Member of the Legislative Council of Western Australia
- In office 18 August 1914 – 8 March 1916
- Preceded by: Charles Piesse
- Succeeded by: James Greig
- Constituency: South-East Province

Personal details
- Born: 6 September 1855 Beverley, Western Australia, Australia
- Died: 8 March 1916 (aged 60) West Pingelly, Western Australia, Australia
- Party: Country

= George Sewell (politician) =

Australian politician

George Malakoff Sewell (6 September 1855 – 8 March 1916) was an Australian farmer and politician who served as a Country Party member of the Legislative Council of Western Australia from 1914 until his death, representing South-East Province.

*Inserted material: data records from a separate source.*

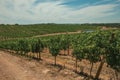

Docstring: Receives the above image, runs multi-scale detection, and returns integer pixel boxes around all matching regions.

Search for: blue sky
[0,0,120,24]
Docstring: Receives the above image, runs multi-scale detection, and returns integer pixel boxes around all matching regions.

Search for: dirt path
[33,31,81,37]
[0,51,39,80]
[0,51,82,80]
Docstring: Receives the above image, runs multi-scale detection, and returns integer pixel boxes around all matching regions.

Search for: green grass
[0,24,99,40]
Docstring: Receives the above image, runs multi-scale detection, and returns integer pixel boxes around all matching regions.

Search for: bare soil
[0,51,119,80]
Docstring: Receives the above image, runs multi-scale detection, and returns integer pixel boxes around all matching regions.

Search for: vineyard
[0,24,100,40]
[0,30,120,80]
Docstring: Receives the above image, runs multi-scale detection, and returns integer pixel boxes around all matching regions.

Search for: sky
[0,0,120,24]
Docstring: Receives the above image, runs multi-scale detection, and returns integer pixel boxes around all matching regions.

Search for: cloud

Sewell was born in Beverley, Western Australia, to Anna (née Parker) and John Sewell. His uncle, Stephen Stanley Parker, and a first cousin, Stephen Henry Parker, were also member of parliaments. After leaving school, Sewell farmed at Pingelly, where he had inherited the property Maplestead from his father. Becoming prominent in agricultural circles, he was elected to the Pingelly Road Board in 1904, and later served as chairman for a period. Sewell entered the Legislative Council in August 1914, at a by-election occasioned by the death of Charles Piesse. He was one of ten candidates to standard for Country Party preselection, but was only opposed by one other candidate in the election itself. Sewell served in parliament until he died of cancer in March 1916, aged 60.